À la pointe du jour, après une centaine de coups de rame et un nouveau coude de la rivière franchi, nous nous trouvons en face de Khao-Khoc. Ce lieu a été bien inutilement choisi, selon mon humble avis, par les rois de Siam pour y élever une place forte, dans l’intention de s’y retirer si jamais les blancs, envahissant le sud, ils étaient obligés d’abandonner Bangkok à leur dévorante ambition. Pauvre calcul de la peur, car la possession de Bangkok entraînerait celle de tout le Delta, et personne ne songerait à venir inquiéter la royauté fugitive dans une pareille solitude.
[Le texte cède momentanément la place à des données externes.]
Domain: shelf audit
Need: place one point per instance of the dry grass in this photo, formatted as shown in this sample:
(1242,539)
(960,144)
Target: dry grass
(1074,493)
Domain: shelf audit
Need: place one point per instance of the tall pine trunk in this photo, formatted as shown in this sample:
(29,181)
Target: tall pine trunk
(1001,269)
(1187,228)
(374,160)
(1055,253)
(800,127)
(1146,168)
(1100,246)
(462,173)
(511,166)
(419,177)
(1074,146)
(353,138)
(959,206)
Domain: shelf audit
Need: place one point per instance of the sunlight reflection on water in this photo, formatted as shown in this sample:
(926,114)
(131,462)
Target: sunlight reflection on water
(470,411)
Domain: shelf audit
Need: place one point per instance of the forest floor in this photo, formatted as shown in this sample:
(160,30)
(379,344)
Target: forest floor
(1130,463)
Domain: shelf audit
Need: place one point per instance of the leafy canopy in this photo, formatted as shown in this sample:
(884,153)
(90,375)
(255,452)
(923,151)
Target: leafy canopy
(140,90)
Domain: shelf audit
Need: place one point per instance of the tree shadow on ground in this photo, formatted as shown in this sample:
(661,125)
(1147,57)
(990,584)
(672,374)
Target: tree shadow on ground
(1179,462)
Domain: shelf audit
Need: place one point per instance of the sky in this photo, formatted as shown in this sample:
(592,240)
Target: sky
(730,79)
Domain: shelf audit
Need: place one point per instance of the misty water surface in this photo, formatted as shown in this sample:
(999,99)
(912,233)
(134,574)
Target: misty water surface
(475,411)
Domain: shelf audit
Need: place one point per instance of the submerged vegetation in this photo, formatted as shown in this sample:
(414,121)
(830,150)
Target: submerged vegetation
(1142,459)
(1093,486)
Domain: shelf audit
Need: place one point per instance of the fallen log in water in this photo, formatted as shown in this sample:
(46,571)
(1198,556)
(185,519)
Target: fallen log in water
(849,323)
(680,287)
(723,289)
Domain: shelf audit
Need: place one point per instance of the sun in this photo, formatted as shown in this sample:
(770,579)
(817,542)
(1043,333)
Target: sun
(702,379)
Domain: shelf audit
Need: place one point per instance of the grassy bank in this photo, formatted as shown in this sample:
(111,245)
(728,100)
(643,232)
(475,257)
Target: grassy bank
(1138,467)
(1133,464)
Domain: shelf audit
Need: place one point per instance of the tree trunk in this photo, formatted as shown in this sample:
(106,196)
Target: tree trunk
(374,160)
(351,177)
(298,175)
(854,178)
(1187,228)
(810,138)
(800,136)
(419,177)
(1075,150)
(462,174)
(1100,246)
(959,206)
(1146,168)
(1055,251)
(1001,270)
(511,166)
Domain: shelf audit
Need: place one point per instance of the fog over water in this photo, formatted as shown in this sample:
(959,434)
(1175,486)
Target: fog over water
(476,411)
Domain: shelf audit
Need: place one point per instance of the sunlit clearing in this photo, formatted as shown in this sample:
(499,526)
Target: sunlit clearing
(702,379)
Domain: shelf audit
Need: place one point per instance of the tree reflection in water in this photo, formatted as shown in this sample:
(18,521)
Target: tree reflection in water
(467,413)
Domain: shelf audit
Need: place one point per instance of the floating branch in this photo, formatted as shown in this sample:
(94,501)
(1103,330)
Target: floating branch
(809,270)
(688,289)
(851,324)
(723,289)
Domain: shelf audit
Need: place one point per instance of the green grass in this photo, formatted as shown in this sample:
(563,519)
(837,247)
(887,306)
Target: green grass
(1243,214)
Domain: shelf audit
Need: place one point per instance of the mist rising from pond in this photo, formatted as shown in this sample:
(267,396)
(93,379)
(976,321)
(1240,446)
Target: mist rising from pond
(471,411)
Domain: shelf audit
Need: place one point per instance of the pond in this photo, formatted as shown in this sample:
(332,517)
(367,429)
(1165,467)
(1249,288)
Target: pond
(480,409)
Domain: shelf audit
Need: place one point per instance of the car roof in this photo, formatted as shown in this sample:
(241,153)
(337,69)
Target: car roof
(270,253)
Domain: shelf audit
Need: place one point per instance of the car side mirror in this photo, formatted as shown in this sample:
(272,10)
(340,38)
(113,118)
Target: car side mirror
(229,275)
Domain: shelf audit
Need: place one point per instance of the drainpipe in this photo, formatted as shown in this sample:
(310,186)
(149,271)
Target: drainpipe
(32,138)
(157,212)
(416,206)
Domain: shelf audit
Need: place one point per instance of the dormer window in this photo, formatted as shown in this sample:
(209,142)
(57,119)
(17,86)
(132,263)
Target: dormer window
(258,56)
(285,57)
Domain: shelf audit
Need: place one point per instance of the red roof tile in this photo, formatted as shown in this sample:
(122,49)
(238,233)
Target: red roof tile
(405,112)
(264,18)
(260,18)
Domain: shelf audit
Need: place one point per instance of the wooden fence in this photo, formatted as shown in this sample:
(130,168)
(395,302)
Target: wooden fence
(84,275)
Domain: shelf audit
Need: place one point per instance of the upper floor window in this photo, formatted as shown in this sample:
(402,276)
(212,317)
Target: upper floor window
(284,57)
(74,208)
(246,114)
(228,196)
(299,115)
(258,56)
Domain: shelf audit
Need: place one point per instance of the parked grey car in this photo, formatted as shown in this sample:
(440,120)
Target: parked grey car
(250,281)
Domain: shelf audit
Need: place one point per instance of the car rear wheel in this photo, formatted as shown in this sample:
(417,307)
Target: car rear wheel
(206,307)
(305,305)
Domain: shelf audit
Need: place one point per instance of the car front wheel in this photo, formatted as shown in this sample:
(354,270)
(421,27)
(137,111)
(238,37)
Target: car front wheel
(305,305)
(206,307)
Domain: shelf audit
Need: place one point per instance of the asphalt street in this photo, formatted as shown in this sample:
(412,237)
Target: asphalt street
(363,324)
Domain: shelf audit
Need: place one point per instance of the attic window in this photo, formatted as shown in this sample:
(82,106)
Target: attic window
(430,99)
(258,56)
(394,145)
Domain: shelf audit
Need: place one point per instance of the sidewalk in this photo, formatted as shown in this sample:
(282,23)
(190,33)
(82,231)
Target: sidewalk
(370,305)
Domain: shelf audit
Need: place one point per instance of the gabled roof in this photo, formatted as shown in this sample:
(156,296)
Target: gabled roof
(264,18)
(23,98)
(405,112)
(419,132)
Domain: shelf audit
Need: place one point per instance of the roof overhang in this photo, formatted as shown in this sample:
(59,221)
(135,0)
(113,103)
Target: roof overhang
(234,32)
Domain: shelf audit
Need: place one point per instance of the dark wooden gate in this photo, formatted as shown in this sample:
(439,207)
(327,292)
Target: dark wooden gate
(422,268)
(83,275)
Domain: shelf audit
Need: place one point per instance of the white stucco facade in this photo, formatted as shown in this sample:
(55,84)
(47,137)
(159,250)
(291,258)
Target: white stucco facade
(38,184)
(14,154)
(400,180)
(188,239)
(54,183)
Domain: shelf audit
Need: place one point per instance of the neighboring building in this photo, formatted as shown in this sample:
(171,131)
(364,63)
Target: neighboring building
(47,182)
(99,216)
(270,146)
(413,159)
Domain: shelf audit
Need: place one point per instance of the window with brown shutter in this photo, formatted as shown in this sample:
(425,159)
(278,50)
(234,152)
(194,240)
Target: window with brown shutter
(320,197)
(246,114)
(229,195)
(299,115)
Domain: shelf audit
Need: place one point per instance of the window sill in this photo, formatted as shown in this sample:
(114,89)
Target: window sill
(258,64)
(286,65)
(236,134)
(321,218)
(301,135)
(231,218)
À deux ou trois milles au-dessous de Khao-Khoc, je vis une espèce de débarcadère, et une habitation de médiocre apparence portant le nom prétentieux de palais ; elle n’est composée que de feuilles et de bambous : c’est Prabat-Moi. Quant à Khao-Khoc, quoique depuis trois ans le deuxième roi y soit venu très-souvent pendant la bonne saison, non-seulement il n’y a point de débarcadère, mais pas même un escalier creusé dans la terre pour faciliter l’escalade de la rive qui est haute et escarpée.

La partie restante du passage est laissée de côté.